An opposition coalition in Guinea on Monday called for demonstrations from October 14 despite a government crackdown on protests after President Alpha Conde sparked speculation he would seek a controversial third term.
Last month Conde, 81, called on the public to prepare for a referendum and elections, stirring talk that he was planning to overcome a constitutional ban on a third term in office.
Conde is a former opposition figure who came to power in 2010, becoming the first democratically-elected president of Guinea, an impoverished former French colony in West Africa.
He was re-elected five years later but has questioned two-term limits and cracked down on protests against him seeking another term.
He has attracted criticism for deadly use of gunfire by police to quell demonstrations. Scores have been killed, according to the opposition.
Conde has not publicly called for constitutional change, although last month he tasked Prime Minister Ibrahima Kassory Fofana with staging wide-ranging “consultations” on the national charter.
In a declaration published on Monday following an extraordinary meeting, the opposition coalition FNDC said it was “delighted” not to have taken part in the process.
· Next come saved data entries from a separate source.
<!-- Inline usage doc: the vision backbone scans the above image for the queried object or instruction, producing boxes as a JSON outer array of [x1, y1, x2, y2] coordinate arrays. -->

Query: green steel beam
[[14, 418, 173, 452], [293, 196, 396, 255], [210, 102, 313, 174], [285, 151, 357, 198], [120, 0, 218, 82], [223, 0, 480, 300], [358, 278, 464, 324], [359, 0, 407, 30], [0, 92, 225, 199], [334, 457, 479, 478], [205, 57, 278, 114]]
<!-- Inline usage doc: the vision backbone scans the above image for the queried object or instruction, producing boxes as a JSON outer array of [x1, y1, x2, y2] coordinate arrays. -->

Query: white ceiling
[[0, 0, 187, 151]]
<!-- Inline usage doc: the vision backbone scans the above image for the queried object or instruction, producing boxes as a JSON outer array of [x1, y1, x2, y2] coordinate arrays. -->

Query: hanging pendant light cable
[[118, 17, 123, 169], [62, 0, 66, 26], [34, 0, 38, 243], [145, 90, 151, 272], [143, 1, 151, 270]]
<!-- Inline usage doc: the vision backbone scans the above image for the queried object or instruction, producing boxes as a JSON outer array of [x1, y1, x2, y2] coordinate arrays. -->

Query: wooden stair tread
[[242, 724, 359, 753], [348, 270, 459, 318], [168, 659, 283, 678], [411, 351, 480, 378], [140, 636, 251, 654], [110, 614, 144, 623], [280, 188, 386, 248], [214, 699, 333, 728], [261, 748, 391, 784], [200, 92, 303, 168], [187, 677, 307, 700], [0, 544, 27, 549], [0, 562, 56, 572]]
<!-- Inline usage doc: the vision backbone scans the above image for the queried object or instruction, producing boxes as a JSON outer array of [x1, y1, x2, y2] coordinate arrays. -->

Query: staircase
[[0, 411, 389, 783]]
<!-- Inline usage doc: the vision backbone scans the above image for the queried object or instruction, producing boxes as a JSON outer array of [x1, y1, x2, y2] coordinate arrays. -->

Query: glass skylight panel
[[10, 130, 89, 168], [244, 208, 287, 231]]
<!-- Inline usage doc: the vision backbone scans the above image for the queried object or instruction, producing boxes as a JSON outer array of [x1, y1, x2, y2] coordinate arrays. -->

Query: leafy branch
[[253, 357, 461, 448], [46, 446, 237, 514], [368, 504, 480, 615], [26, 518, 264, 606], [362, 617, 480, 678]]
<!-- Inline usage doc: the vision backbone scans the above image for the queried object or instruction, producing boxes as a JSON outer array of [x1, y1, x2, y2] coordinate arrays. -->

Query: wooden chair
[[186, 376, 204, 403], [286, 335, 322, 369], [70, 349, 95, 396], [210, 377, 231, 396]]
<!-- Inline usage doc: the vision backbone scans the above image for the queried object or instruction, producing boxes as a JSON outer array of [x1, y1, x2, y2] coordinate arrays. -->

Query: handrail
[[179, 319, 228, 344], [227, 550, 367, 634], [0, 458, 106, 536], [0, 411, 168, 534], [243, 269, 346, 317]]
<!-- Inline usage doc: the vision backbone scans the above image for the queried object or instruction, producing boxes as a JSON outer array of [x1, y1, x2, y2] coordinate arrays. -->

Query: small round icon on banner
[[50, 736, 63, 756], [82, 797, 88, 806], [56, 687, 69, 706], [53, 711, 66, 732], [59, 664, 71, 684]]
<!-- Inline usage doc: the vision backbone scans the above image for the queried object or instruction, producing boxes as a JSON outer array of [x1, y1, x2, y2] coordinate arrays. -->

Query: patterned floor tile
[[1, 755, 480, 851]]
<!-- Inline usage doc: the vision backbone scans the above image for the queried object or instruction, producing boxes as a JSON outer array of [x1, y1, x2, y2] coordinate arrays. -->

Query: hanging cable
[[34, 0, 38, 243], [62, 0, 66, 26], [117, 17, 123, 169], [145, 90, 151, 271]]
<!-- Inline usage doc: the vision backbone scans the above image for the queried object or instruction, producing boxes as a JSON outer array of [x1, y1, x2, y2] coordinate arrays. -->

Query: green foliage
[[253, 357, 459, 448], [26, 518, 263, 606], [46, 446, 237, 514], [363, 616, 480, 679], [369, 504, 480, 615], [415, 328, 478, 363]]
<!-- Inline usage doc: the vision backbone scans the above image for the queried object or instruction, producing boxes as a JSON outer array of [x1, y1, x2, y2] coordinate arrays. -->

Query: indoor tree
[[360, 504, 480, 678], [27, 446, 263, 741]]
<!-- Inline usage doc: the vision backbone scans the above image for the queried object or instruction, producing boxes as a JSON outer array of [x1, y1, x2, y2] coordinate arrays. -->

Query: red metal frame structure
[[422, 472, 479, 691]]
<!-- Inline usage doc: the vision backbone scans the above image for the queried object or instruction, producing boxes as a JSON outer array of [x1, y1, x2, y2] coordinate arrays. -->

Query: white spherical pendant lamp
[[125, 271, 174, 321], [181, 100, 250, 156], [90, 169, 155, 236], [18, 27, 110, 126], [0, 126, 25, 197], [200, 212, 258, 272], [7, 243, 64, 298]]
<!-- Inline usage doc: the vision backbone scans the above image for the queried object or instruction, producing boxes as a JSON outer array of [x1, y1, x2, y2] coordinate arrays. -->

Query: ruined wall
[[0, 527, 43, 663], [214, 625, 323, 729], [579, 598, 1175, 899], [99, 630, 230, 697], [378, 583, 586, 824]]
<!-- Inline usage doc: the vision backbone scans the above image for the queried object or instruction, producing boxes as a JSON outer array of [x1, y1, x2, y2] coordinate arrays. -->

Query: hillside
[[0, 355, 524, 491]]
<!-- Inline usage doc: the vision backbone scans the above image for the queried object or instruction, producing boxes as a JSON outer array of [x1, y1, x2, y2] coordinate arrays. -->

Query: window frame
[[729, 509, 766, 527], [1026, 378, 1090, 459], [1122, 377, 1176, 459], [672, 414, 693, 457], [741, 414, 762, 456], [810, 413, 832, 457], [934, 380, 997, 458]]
It called it a “masquerade disguised under the label of consultations which was just a new delaying tactic intended to serve as an excuse to legitimise the process of constitutional coup undertaken by the Guinean authorities”.
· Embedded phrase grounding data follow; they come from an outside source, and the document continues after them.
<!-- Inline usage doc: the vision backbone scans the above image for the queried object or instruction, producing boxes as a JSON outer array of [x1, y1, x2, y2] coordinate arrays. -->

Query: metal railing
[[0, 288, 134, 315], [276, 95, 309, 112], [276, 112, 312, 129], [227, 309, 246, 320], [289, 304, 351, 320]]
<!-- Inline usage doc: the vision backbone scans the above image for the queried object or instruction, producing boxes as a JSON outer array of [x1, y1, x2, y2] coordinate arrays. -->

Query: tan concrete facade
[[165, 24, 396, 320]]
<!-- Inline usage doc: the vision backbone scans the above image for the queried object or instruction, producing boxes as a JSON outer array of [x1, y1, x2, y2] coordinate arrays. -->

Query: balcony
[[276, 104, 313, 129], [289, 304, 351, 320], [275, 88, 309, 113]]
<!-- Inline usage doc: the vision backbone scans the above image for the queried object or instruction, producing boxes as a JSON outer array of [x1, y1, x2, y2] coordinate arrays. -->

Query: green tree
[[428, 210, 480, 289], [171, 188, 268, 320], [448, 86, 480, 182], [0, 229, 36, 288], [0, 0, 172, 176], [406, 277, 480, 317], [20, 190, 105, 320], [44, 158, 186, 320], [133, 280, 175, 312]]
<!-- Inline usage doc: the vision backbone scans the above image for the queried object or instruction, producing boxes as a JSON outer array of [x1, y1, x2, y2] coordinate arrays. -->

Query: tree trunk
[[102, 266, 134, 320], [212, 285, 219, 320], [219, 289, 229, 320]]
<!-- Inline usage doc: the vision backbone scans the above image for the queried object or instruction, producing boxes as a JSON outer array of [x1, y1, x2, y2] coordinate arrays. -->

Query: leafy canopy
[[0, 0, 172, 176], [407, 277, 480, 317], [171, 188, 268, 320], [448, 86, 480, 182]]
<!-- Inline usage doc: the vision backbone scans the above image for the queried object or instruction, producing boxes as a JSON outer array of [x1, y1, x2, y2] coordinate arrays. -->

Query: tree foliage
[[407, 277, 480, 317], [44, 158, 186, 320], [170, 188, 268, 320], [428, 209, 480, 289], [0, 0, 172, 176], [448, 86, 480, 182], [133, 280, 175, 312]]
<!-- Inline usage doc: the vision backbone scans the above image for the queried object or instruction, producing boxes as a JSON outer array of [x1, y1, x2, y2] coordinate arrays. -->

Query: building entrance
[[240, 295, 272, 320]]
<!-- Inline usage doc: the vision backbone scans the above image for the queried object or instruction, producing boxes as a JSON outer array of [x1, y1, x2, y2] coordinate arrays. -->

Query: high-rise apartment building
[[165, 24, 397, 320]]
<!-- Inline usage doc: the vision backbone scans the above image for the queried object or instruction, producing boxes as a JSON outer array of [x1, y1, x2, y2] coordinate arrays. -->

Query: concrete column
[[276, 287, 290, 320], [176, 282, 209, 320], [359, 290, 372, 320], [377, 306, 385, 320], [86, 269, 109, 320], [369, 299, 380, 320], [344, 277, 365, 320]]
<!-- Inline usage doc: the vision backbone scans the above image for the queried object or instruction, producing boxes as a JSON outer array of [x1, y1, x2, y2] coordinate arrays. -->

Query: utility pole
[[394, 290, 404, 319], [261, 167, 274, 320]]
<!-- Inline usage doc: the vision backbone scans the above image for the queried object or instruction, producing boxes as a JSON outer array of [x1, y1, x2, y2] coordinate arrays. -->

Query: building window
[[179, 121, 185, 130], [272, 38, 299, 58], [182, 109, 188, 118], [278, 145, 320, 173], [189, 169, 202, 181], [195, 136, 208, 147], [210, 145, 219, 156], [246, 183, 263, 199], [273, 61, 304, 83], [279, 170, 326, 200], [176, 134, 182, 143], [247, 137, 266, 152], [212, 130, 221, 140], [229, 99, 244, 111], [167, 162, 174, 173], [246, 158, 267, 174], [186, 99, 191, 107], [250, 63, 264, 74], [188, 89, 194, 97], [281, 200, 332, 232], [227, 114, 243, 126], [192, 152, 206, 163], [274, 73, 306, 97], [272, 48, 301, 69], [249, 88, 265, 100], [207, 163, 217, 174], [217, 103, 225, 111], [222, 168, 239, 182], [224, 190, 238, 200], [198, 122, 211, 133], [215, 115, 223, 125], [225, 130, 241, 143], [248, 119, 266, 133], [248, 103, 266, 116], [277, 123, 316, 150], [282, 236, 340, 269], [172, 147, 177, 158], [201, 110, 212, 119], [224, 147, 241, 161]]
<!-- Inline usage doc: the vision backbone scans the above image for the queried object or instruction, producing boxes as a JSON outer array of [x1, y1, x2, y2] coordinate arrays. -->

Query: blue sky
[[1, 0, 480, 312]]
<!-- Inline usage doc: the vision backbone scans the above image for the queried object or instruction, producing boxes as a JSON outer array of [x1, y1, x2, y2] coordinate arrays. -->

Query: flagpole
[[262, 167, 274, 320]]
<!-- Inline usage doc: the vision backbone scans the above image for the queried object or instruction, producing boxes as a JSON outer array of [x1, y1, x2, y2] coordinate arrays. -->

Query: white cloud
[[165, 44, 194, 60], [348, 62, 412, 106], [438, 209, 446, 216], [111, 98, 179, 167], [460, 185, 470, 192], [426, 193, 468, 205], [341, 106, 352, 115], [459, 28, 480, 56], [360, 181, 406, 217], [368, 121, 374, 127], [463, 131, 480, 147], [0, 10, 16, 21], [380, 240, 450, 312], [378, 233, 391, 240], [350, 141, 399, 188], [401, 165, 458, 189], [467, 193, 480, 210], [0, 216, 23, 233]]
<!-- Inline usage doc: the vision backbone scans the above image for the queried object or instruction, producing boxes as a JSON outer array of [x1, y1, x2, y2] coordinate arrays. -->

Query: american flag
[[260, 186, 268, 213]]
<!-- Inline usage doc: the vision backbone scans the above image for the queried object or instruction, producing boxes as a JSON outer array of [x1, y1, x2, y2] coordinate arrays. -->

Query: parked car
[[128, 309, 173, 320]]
The opposition umbrella group — the National Front for the Defence of the Constitution (FNDC) — was formed in April by the main opposition parties, civil society associations and trade unions to oppose a possible third term.
The coalition added that it was “calling for all Guineans” to mobilise by demonstrating from October 14.
Conde’s second term — the maximum under the present constitution — expires in October 2020.
Legislative elections should have been held last year, but were indefinitely postponed.
Conde has called for them to be held by the end of the year.
Human Rights Watch has meanwhile called on Conde to ensure opposition parties’ right to protest saying “a blanket ban” on demonstrations was not “a proportionate response to the risk of violence during protests”.
“The government of Guinea has effectively banned street protests for more than a year, citing threats to public security. Local authorities have prohibited at least 20 political or other demonstrations,” it said in a statement.
“Security forces have tear gassed those who defy the ban, and arrested dozens of demonstrators.”
HRW West Africa director Corinne Dufka said the right to peaceful protest was “a fundamental pillar of democratic governance”, adding that “the Guinean government should act quickly to find a way to respect the right to protest while protecting public safety”.